La controverse en matière de publication des articles scientifiques

Publié par Mathilde Chasseriaud, le 27 août 2016   18k

Ce sujet a été remis sur le devant de la scène avec la récente victoire de l’éditeur Elsevier contre le site internet SciHub lancé par Alexandra Elbakyan. Pour préparer ce dossier, j’ai interrogé une dizaine d’étudiants et tout autant d’enseignants-chercheurs sur la question de la gratuité ou non des articles scientifiques. A partir de leurs réponses ainsi que d’articles de Courrier International et du Monde, j’ai essayé de comprendre les arguments en faveur du oui et du non en ce qui concerne la gratuité des articles scientifiques et c’est donc ce travail de recherche que je vais présenter à travers cet article.

L’origine du scandale

En 2011, une jeune étudiante en neurosciences, Alexandra Elbakyan, met au point le site internet SciHub, qui donne librement accès à plus de 47 millions d'articles de recherche. La jeune femme a justifié sa démarche lors du procès intenté par Elsevier pour violation de droits d'auteur en prenant comme exemple sa propre expérience. Durant ses études au Kazakhstan, elle ne pouvait avoir accès a aucun article scientifique. Or, lorsque l’on doit réaliser un projet de recherche, la première étape est une recherche bibliographique.

Il faut en effet se documenter sur le sujet que l’on prépare, ce qui a déjà été fait dans ce domaine, ce qui a fonctionné et ce qui n’a pas marché, pourquoi dans les deux cas et cela nous donne alors une idée de l’état actuel de la recherche dans ce domaine. Or, un travail de recherche passe par la consultation (de par mon expérience personnelle) d’au moins 5 articles et encore, au grand minimum. Sauf qu’à un coût moyen d’environ 30€ par article, l’addition se retrouve vite salée. La volonté d’Alexandra Elbakyan est donc claire et évidente ; il s'agit de lutter contre l'inégalité d'accès à la connaissance dans le monde, afin que quiconque désirant s'informer sur les recherches scientifiques puisse le faire.
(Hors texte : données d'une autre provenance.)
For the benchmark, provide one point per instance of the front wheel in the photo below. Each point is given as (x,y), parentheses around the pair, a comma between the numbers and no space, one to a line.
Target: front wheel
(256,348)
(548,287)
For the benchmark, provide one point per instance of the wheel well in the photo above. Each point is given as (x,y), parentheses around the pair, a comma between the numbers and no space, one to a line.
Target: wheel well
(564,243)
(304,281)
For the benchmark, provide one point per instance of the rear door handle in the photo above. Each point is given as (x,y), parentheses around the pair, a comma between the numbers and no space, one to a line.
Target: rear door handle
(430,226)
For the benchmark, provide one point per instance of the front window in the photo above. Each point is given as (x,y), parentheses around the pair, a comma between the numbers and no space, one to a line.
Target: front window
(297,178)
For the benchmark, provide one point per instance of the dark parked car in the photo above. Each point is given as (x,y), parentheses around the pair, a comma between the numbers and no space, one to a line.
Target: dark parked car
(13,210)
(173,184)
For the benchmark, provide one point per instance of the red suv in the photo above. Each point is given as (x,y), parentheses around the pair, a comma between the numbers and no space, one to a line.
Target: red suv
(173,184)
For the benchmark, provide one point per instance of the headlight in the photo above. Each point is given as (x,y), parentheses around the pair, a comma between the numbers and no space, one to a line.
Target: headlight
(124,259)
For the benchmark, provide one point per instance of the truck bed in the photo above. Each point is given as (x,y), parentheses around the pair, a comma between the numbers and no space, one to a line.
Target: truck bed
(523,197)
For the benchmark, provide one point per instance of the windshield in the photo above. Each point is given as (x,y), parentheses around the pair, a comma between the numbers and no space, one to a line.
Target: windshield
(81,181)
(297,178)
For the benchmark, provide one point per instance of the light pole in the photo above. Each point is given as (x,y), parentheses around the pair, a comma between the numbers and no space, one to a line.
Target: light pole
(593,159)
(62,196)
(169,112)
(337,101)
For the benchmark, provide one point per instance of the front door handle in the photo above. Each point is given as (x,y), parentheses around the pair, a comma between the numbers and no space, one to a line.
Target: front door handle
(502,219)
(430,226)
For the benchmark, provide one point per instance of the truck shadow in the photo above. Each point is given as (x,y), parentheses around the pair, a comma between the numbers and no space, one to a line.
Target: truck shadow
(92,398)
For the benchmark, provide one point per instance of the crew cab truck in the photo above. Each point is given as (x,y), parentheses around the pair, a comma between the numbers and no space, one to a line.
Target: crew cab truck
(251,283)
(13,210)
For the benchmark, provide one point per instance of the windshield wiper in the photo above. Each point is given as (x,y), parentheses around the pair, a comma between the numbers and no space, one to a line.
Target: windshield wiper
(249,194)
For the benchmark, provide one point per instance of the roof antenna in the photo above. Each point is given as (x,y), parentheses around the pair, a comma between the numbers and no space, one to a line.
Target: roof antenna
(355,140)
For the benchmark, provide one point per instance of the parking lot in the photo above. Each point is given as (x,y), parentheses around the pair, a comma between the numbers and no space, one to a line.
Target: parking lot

Si le droit d'auteur était la véritable raison de cette affaire, celle-ci aurait dû vite se résoudre. Or, c'est plutôt l'aspect patrimonial du droit d'auteur (qui confère un monopole d'exploitation économique aux sociétés d'édition) qui est le cœur du problème. En effet, il faut savoir que pour qu'un article soit publié, il doit passer par plusieurs étapes de contrôle, et pas forcément les plus arrangeantes pour leurs auteurs.

Le cycle des articles

Lorsqu'une équipe de recherche termine un rapport, le meilleur moyen pour qu'il soit visible par un grand nombre de personnes de la communauté scientifique est qu'il soit publié dans un journal connu (comme Nature ou Science).

Cela passe tout d'abord par l'examen de l'article par un comité éditorial composé par des pairs (des chercheurs) désignés et accrédités par la revue, gratuitement (les chercheurs relisant les articles ne sont pas rémunérés).

Si l'article est accepté par ce comité, il a donc sa place au sein de la revue moyennant un montant allant de 800 à 1000€ (frais de publication) qui doit être réglé par l'équipe de recherche pour la maison d’édition, qui récupère également au passage le copyright de l’article en question, donc du travail de l’équipe de recherche. A ce moment-là, le lien entre l'équipe et son article est alors rompu.

Une fois publié dans une revue, l'article est « accessible » à la communauté scientifique. Officiellement, c’est bien le cas. En pratique, cela diffère allègrement de la théorie. Près de 70% des articles figurant dans des bases de données ne sont pas accessibles gratuitement. Pour y avoir accès, il faut soit contracter un abonnement auprès de la maison d'édition ou alors payer l'article. Et chose ironique, les chercheurs ayant participé à la relecture ou à l'écriture même de l'article doivent eux-aussi s'abonner pour avoir accès à leur propre article ou à un article qu’ils ont corrigé.

Il faut en effet savoir que les articles ne sont pas comme des livres ou des morceaux de musique : pour ces derniers produits, plus la vente est élevée, plus l’auteur/le chanteur est rémunéré. Or, pour un article, si celui-ci est beaucoup téléchargé ou cité, cela ne rapportera aucun argent à l’équipe de recherche. En revanche, si l’article est souvent cité et téléchargé, cela va influer sur un score que l’on nomme le SIGAPS. Plus ce score est élevé et plus l’équipe a de chances d’obtenir des financements élevés pour poursuivre des recherches.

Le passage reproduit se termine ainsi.